Debates about ability shouldn't matter. Debates about strength of schedule shouldn't matter. Debates about intensity of conference play shouldn't matter. What should matter is letting everyone play out a season and those who did the best (based on record) should have a chance to play for the national championship in some sort of a playoff. I could come up with a dozen different potential playoff methods, but which is best is an argument for another day. The only requirement is that every team has a chance to play for the national championship based on their wins (with every team having the same requirements whether it be best record, conference championship or whatever) and not based on any fallible poll (computer or human). We can then simply define the national champion as the winner of the college football tournament rather than the winner of one game between two teams that pollsters think might be the best two teams in the country at the end of the regular season.

With a playoff, the championship will be determined by how a team performs, not on how it might possibly perform if it played is theoretical absolute best against another team's theoretical absolute best. The teams that didn't qualify for the playoff already lost their chance (the regular season still matters) and the teams that don't "deserve" to be in the playoff will give the better teams an easy game. The team that wins this tournament will then, without question, be the winner of the winners, which seems to be a great way to determine a national champion.

Remember, USC was "better" than Stanford in 2007, Goliath was "better" than David in ancient Israel and England was "better" than America in 1780, but all the pollsters in the world were wrong - why should we ever trust them to choose who the champion is when there's another option? After everything is said and done, the sportswriters can still get together and crown their beauty pageant "national champion", but I, for one, will honor the team that performs on the field and not the team that performs on paper.

2 comments:

Bukran said...

I agree.

Just how would the time logistics work for such a playoff? Wouldn't it require far more time than the current system?

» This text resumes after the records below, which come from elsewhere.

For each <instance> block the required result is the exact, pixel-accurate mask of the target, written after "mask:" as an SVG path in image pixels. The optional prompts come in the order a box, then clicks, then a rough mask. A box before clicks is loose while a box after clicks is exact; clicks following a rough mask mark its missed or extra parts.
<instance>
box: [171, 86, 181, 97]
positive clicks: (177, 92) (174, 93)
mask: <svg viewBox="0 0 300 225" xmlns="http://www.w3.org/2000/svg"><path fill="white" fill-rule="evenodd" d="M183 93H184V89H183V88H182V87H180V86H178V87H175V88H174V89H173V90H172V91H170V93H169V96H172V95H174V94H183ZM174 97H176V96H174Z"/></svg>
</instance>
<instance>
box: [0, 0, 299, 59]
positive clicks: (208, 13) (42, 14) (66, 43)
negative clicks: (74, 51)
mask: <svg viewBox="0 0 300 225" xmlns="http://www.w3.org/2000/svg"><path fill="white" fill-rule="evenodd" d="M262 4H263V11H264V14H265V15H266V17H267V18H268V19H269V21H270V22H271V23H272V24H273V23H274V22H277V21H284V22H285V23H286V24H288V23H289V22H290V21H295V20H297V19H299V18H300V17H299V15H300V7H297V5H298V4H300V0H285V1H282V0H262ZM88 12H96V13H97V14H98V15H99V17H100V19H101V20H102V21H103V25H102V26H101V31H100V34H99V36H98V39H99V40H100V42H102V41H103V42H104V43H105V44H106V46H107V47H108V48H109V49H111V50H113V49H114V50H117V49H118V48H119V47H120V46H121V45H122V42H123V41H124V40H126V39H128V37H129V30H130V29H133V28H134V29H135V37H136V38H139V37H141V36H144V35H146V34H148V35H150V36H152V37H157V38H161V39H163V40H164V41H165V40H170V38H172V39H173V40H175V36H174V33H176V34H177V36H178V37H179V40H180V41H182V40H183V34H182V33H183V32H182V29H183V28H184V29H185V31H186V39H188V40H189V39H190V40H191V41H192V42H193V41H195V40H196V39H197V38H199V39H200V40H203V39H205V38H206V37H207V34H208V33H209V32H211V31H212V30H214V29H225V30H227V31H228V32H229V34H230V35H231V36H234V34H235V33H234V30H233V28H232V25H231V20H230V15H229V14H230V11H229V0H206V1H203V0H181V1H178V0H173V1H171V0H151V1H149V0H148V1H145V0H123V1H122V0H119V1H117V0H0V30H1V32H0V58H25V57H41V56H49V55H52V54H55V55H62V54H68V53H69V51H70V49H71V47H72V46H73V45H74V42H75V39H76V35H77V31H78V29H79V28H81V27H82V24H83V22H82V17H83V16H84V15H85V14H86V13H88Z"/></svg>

And isn't money driving the existing system to a significant degree as well?

crazyj said...

While we are in the time of endless debate on this subject, I think that there is a general consensus (among all but BCS university presidents) that the present system does not necessarily result in a true "national champion". I also am an advocate of a playoff system, though I recognize that any proposed system is neither logistically easy nor certain to maintain the dominance of the present college football hierarchy. As such, I think that hope for change is still somewhat faint for the present. I personally advocate a 12 team playoff system with the top 4 teams receiving first round bye's. But while I am pondering a perfect system, I would also make referee's employees of the NCAA and have them assigned all over the country to officiate. They would have a team created at the beginning of the year with officials from all over, and they would be disbanded and reformed into new teams each year. Also, I like regional match-ups, but the present conferences are too big and no longer really give us just the regional games we want (how is San Diego State in the MWC). As such, conferences would be shrunk to around 6 teams, meaning that the majority of the schedule would be out of conference. Scheduling could be done by the NCAA, or just have regulations requiring a certain number of games be played from each region of the country. As for the "bowl tradition", not very many of the stadiums that host "bowl" games hold the same representation that such facilities as the Rose Bowl do to the eating dish so the designation of a "bowl" game seems somewhat archaic. I'm all for a post season that involves the teams that won at least half of their games, but that could be done in many ways with leaning on archaisms for traditional support.